The Ayodhya verdict is the first verdict on any civil dispute that dragged for seven decades and killed thousands. The actual issue was created in the 1850s when the British colonial rulers, who got the right to rule the Oudh kingdom by sidelining its Nawab, used fables over the site to stir communal tension and divide the local people. The seeds of hatred sown by the colonial rulers germinated into a full-grown poisonous tree in 1992, when not only the RSS and the BJP managed to mobilise thousands of boisterous Hindutva-incensed thugs from all over India to demolish the Babri Masjid with utmost impunity, but also blow off the cover of secularism that the Indian state used to hide its sheer Brahminical, bigoted fascist character since its inception in 1947. 
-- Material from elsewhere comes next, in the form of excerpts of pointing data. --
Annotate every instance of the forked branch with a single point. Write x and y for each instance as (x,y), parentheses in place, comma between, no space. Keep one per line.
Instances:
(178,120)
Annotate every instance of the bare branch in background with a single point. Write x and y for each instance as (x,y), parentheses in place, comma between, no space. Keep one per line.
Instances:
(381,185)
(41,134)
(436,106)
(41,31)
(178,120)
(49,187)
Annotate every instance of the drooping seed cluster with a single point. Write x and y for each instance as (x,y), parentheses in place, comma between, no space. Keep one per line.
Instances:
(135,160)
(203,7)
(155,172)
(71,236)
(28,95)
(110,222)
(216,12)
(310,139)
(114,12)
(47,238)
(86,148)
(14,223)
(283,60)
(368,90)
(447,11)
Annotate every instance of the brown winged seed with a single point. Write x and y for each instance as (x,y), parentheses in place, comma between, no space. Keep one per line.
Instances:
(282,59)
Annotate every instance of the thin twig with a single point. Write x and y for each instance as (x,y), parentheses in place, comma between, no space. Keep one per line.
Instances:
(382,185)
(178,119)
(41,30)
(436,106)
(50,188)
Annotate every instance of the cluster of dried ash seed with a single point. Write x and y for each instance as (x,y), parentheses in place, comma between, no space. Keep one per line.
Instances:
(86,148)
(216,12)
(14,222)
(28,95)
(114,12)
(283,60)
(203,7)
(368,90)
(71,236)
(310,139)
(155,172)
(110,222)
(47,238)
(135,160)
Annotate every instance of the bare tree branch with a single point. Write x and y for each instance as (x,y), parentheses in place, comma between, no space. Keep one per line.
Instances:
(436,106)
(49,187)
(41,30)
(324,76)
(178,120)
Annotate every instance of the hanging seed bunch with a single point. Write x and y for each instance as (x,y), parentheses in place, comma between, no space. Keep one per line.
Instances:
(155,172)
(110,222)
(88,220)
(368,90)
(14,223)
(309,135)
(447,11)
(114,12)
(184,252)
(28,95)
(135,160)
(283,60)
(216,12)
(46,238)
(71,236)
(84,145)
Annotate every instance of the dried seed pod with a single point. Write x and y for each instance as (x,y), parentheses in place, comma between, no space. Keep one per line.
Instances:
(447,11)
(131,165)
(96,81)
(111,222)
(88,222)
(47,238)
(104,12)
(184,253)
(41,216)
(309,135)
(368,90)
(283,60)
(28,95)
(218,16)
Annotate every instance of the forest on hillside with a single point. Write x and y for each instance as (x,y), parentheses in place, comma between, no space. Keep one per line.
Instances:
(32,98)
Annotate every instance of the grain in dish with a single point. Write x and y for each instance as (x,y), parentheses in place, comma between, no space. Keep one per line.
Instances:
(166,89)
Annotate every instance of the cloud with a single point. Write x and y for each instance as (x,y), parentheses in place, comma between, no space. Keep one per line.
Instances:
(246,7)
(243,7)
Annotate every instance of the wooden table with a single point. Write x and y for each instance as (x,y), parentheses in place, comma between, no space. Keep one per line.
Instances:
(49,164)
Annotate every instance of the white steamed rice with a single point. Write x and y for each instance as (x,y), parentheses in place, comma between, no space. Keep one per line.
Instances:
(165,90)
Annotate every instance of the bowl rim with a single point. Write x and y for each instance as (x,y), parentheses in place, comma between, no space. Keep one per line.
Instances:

While the neo-liberal economic order, which India embraced in 1991, created the pre-conditions for the Hindutva fascist ecosystem to sustain, the rise of the BJP as a political party and the RSS’s omnipotence got a shot in the arm due to the Babri Masjid demolition and subsequent pan-India communal riots. When the BJP was reorganised in 1982 as a reincarnation of the erstwhile RSS-affiliate Bharatiya Jan Sangh, it could only win two seats in the Lok Sabha in 1984. The BJP now enjoys an absolute majority in not only Indian parliament but in most of the states where it even didn’t exist hitherto. 

If one thing can be credited for the BJP’s meteoric rise and the mainstreaming of the Hindutva fascist camp, then it’s the Ram Janmabhoomi movement that the Vishwa Hindu Parishad (VHP) originally started in the mid-1980s. The BJP was able to utilise the VHP campaign to intensify the agitation and create a frenzy throughout the country using Islamophobia. However, if it wasn’t for the Indian state and the Congress party — which in its statement after the Ayodhya verdict said it always wanted a Rama temple in the disputed site — the BJP wouldn’t have managed to reach where it’s now and the total Hindutva-inclination of the Indian state, in a naked and unapologetic fashion, wouldn’t have been possible.
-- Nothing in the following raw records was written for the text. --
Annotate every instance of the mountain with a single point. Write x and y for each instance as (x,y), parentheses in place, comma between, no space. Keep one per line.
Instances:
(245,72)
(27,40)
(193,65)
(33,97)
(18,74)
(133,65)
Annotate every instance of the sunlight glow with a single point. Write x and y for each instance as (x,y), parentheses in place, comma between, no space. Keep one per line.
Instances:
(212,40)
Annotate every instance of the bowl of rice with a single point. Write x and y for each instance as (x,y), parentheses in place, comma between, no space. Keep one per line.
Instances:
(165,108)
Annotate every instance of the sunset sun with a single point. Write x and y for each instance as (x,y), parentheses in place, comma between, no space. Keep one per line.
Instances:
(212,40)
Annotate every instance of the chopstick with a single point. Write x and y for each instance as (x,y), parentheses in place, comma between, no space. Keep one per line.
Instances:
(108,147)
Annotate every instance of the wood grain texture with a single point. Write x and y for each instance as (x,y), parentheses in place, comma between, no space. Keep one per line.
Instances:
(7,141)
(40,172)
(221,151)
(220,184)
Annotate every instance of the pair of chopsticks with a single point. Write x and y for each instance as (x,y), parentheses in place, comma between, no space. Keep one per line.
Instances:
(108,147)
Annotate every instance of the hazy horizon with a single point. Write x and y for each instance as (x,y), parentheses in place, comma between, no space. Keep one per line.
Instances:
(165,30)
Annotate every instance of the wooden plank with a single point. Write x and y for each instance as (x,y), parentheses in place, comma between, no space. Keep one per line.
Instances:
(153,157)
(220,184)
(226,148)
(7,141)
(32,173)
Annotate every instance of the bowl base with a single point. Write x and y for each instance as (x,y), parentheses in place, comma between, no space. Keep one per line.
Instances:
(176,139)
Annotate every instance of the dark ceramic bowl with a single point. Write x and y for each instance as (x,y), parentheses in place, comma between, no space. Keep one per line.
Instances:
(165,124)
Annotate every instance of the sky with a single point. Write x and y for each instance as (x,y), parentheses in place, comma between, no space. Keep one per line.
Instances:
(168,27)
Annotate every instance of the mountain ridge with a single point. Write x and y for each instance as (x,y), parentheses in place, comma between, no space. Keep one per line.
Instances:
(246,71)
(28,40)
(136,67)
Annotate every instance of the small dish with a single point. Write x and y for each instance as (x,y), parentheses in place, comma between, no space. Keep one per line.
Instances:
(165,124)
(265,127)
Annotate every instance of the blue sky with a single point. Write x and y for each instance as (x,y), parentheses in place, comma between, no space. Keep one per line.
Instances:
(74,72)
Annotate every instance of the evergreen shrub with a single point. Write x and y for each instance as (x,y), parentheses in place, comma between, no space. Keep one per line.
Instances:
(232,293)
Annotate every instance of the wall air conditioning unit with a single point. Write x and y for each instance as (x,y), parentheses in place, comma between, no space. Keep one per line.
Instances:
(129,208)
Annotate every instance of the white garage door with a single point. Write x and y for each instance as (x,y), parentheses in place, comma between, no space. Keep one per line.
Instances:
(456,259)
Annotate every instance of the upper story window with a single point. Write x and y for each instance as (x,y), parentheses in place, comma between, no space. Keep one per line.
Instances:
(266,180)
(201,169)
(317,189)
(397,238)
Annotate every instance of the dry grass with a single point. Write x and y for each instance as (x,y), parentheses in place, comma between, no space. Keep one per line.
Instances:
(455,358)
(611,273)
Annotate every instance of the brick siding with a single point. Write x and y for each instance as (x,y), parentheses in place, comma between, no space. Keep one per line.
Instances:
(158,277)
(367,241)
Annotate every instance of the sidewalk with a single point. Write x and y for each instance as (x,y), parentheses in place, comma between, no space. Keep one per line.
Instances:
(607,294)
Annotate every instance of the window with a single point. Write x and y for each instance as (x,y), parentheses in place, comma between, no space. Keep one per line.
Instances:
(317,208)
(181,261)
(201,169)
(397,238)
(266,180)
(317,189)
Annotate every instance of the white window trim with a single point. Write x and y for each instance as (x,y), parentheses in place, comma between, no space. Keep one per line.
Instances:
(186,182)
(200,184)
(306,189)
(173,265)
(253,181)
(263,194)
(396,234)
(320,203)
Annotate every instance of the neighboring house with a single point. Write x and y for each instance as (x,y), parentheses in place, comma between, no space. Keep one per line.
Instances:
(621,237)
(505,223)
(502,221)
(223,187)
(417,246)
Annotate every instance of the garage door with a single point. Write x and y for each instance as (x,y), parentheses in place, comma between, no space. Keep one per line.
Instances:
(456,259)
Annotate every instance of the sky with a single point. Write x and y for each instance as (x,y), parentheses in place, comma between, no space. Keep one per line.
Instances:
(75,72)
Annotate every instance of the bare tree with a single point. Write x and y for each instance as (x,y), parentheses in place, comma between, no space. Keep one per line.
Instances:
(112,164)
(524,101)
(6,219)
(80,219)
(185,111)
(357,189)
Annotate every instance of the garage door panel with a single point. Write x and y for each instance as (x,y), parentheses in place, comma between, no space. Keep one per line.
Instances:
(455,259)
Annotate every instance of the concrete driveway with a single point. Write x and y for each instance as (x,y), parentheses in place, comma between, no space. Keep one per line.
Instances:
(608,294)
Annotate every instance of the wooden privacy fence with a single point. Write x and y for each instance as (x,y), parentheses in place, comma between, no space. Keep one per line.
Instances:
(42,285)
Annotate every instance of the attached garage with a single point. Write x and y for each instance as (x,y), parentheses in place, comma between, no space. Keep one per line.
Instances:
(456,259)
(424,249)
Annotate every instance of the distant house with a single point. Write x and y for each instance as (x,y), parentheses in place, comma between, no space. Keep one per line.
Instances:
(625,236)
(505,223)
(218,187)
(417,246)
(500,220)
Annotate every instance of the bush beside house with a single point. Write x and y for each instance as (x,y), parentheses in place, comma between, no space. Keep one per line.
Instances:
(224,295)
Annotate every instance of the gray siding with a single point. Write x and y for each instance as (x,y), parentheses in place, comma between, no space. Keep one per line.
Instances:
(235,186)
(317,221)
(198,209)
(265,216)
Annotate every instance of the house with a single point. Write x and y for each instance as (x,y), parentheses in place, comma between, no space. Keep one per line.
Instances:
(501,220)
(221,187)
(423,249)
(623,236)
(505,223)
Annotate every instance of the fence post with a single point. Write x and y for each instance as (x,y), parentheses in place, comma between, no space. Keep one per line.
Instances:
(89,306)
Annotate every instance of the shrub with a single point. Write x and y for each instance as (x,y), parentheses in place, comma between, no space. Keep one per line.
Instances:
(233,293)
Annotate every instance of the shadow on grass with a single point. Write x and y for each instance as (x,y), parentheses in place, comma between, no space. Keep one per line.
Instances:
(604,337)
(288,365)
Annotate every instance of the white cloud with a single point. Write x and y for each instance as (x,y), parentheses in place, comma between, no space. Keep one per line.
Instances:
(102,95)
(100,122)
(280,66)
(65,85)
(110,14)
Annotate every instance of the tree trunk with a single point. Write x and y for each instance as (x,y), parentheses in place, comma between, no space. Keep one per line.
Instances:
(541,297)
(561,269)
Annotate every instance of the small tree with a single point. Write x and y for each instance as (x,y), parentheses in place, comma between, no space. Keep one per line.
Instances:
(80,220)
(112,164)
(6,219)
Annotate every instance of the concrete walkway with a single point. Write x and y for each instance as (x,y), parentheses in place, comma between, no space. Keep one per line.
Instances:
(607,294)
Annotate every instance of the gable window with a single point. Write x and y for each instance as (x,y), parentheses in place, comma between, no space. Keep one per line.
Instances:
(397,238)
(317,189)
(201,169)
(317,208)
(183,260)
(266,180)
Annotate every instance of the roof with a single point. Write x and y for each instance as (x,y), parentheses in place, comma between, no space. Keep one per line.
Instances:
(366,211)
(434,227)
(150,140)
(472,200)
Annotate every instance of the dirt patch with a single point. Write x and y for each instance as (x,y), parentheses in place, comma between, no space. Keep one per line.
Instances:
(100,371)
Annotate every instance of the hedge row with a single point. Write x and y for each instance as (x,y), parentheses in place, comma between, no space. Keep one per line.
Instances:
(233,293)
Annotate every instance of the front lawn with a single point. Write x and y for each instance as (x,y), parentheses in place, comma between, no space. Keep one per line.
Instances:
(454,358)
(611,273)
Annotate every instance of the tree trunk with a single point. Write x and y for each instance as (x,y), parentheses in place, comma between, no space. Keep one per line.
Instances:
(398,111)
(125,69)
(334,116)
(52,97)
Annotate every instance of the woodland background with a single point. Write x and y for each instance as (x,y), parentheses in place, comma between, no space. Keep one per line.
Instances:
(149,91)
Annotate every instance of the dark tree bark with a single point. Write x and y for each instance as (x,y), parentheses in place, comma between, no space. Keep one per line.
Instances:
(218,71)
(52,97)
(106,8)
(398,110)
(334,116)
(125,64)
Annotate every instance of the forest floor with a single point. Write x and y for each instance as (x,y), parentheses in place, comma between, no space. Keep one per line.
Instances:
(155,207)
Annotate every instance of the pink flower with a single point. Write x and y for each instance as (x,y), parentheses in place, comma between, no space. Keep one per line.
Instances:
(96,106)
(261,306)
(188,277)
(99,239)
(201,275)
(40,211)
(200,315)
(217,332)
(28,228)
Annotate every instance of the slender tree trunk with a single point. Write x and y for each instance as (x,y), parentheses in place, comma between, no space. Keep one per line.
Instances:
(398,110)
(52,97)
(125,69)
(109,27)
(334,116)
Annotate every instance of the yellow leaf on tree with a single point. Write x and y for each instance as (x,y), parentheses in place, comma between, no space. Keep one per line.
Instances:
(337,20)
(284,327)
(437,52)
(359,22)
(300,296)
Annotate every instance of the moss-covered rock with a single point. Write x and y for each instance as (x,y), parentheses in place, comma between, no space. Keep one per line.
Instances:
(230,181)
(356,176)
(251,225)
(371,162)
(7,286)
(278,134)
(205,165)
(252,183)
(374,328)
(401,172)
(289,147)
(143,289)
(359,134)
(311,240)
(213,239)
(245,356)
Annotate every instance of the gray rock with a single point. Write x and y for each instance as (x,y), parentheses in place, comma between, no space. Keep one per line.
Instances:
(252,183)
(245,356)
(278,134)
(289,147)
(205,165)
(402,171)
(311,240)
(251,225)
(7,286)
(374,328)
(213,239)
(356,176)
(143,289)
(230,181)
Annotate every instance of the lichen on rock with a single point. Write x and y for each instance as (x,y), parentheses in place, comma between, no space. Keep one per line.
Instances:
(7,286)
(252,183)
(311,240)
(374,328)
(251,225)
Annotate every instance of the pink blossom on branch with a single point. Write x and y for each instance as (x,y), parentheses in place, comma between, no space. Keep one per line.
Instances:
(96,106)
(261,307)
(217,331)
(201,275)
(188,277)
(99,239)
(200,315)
It was former prime minister Rajiv Gandhi, one of the icons in the Congress’s pantheon of Nehru-Gandhi dynasty, who opened the locks of the disputed Babri Masjid for Hindus to worship the deity there. The Congress-led government at the centre allowed the Hindutva fascists to carry out the demolition and even didn’t take any strong measure to arrest the riots that broke out in Mumbai and other parts of the country or cracked the whip on the RSS and its progeny as it would on anti-fascist leftwing forces. Now, when the Congress is in its death bed, living on the mercy of the BJP, it has no other option available but to resort to its version of Hindutva fascism to stay relevant in a communally polarised society. 
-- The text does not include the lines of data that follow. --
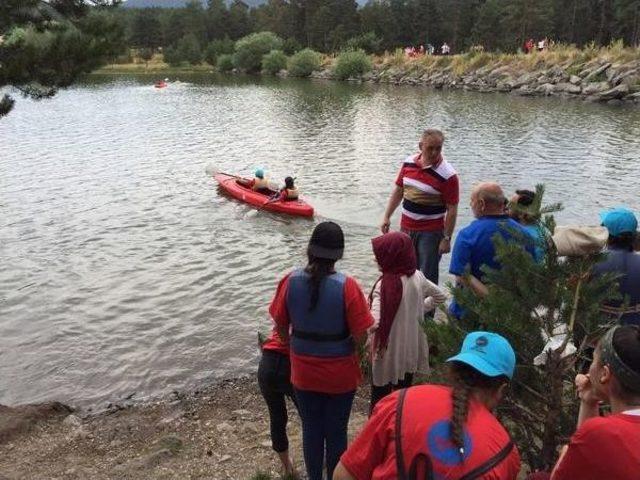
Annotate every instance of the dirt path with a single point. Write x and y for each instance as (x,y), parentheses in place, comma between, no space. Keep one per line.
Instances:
(218,433)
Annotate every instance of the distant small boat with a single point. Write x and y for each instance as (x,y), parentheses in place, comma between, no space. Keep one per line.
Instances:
(230,184)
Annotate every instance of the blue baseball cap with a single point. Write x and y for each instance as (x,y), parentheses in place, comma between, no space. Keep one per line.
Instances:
(619,220)
(487,352)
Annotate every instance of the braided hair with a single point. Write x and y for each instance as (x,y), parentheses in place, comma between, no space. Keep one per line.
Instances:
(317,268)
(465,380)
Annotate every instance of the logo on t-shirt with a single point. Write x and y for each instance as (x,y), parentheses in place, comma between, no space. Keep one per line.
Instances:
(442,449)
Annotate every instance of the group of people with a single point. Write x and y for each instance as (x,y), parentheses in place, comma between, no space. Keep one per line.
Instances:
(529,45)
(323,322)
(413,52)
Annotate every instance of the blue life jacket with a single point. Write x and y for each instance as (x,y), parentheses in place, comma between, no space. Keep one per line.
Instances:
(322,332)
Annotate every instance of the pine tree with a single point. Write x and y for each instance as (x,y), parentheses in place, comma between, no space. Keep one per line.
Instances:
(528,302)
(47,45)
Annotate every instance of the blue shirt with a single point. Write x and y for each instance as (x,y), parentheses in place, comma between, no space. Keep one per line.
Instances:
(537,233)
(474,248)
(627,264)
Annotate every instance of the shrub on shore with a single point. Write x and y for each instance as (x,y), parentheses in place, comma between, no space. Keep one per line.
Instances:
(217,48)
(274,61)
(303,63)
(352,64)
(251,49)
(225,63)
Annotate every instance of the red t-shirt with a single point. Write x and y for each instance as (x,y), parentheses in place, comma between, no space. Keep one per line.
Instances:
(425,429)
(276,343)
(603,448)
(426,193)
(326,375)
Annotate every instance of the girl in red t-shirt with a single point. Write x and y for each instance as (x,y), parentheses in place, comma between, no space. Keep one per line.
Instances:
(325,315)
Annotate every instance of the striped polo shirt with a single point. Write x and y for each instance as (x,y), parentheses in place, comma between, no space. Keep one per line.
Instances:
(426,194)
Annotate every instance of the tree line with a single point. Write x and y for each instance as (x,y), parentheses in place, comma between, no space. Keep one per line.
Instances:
(331,25)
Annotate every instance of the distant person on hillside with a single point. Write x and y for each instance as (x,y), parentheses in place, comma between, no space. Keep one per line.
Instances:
(398,302)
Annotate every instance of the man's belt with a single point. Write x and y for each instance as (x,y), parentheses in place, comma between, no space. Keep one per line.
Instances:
(620,310)
(320,337)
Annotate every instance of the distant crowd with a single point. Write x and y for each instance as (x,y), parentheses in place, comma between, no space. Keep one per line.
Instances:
(323,322)
(413,52)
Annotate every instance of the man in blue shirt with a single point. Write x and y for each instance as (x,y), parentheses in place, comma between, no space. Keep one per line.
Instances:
(474,245)
(622,260)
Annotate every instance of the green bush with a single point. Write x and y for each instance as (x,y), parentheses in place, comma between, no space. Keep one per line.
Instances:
(369,42)
(352,64)
(225,62)
(217,48)
(291,46)
(187,50)
(251,49)
(274,61)
(172,56)
(304,62)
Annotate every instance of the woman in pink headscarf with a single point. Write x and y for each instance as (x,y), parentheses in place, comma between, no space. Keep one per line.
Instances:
(398,302)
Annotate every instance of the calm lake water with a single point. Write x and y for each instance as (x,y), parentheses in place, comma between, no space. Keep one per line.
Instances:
(124,269)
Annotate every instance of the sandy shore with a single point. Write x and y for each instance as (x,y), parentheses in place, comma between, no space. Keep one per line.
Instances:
(221,432)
In the present circumstances, where all institutions of the state are increasingly saffronised by the Modi regime, by placing the subservient ideological mascots of the RSS at their top posts or cajoling those perched at the pinnacle to show obeisance towards the sclerotic regime, there was less hope for the Muslims from the Ayodhya verdict. However, by resorting to a poor attempt of balancing, while mocking the Muslims for their existence and misfortune, the Supreme Court’s Ayodhya verdict showed that in Modified India, the Muslims must feel obliged because they are able to live, forget Constitution-guaranteed right to equality. In the era of Muslim disenfranchisement, concentration camps, total blockade, Islamophobic hysteria and utter disregard for the values of secularism, the Ayodhya verdict, that denied the Muslims their right to rebuild the Babri Masjid, truly epitomise what India under Modi stands for.